Solomon did not answer her; not with words. He leaned over and kissed her deeply, and their adventurous sex life began. At the movies, in the parking lot, in the restaurant bathroom were just a few of the places Solomon and Cheryl expressed their sexual appetites.

So, he was hardly surprised to see a provocative photo from her.

He sent her a text message back that read:
“Nice body. Who is this?”

“Don't be funny,”
she wrote back.

“No doubt. And I do miss it and u. But...”
Solomon answered.

“But what?”

“But things have been different with me.”

“Wanna talk about it?”
she wrote.

Solomon made sure Gerald was nice and comfortable on the couch before he went upstairs and closed the door to his room. Then he called Cheryl.

“Wow, an actual phone call from Mr. Singletary. I can't believe it,” she said upon answering. “You've been a ghost.”

“I'm sorry, Cheryl. Nothing personal. Just a lot going on that I've had to deal with.”
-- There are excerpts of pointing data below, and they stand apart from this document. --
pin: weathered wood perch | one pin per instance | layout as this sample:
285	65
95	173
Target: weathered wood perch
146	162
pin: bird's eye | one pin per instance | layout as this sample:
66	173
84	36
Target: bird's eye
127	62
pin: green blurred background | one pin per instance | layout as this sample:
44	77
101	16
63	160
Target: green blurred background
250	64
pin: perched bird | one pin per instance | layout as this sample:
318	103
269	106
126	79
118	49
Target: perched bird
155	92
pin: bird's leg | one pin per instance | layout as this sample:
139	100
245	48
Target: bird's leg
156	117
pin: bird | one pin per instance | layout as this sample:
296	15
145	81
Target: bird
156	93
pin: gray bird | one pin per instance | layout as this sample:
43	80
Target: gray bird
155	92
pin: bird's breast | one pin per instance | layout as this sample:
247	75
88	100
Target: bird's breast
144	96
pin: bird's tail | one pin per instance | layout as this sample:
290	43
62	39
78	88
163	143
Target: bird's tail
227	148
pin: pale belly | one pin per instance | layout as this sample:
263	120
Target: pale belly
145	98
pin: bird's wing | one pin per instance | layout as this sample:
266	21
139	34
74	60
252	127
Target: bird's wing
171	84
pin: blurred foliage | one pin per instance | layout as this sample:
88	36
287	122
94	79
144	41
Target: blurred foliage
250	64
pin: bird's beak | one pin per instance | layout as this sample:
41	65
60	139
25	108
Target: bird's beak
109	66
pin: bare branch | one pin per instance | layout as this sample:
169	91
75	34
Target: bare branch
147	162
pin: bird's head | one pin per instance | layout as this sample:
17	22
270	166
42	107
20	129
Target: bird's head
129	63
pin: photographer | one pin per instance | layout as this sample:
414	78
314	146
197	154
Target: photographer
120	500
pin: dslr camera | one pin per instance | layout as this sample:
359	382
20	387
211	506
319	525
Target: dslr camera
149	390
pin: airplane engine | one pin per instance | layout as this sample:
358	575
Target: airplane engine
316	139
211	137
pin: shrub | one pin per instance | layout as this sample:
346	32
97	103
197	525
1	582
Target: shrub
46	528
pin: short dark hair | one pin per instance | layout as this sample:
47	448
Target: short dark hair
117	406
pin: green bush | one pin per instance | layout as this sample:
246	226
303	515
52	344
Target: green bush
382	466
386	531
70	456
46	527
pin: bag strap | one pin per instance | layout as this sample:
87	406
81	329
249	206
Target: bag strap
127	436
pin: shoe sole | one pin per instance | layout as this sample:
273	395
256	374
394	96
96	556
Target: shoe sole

“I figured as much, since you couldn't even make time for me.” She paused. “What's going on? A woman, right?”

“What else?”

“See, that's where you messed up,” she said. “I'm not here to cause you any drama. I'm like you; let's just keep it moving. I could've made you feel better when she was making you feel bad.”

That was Cheryl; always on the ready, never hung up about anything. Shortly after they met, Solomon told her he did not want a “relationship.” She responded: “Who said I did? Relationships mean drama to me, and I don't want any of it. So let's just enjoy each other when we can. Deal?”

That deal was too good to be true, but Cheryl never gave Solomon any grief, only pleasure. She was five-foot-seven with a lean, strong body. No breasts to speak of, but hips and ass that looked to be child-bearing. Her innocent, slightly freckled face belied her freaky nature.

“So what's the problem with the woman?” she inquired.

It was such a good question that Solomon did not know how to answer. Then it came to him.

“I love her. That's the problem.”

“Damn, that IS a problem,” Cheryl said. “You're not the ‘I love her' type. I know men. I've dealt with all kinds. You're the ‘I love her and leave her' type. That's you.

“For you to say that is a big thing, Solomon. You don't know
how to handle being in love, do you? It's not easy because human nature makes it that she will piss you off or disappoint you. Then what do you do?”

“Exactly,” he said. “My instincts are to just say ‘to hell with it.' But another part of me is against that. And I've never had two parts of me pulling against each other. It was always the whole me saying, ‘I'm gone.'”

“Why don't you let me come over and take your mind off all this?” Cheryl was not serious; it was a test to see if Solomon really was about Michele.

“You know there was a time when I would've been all over that offer,” Solomon said. “But, while I know physically that would make me feel great, inside it wouldn't be right. I'm pissed off at her right now, but I still can't go outside the relationship.”

“If I were an egomaniac, I would be hurt,” Cheryl said. “But I'm very confident in myself; and I'm proud of you. I wasn't serious about coming over there. I was seeing if you really, really were in love. Some men, whether in love or not, would still jump at the chance to get something extra.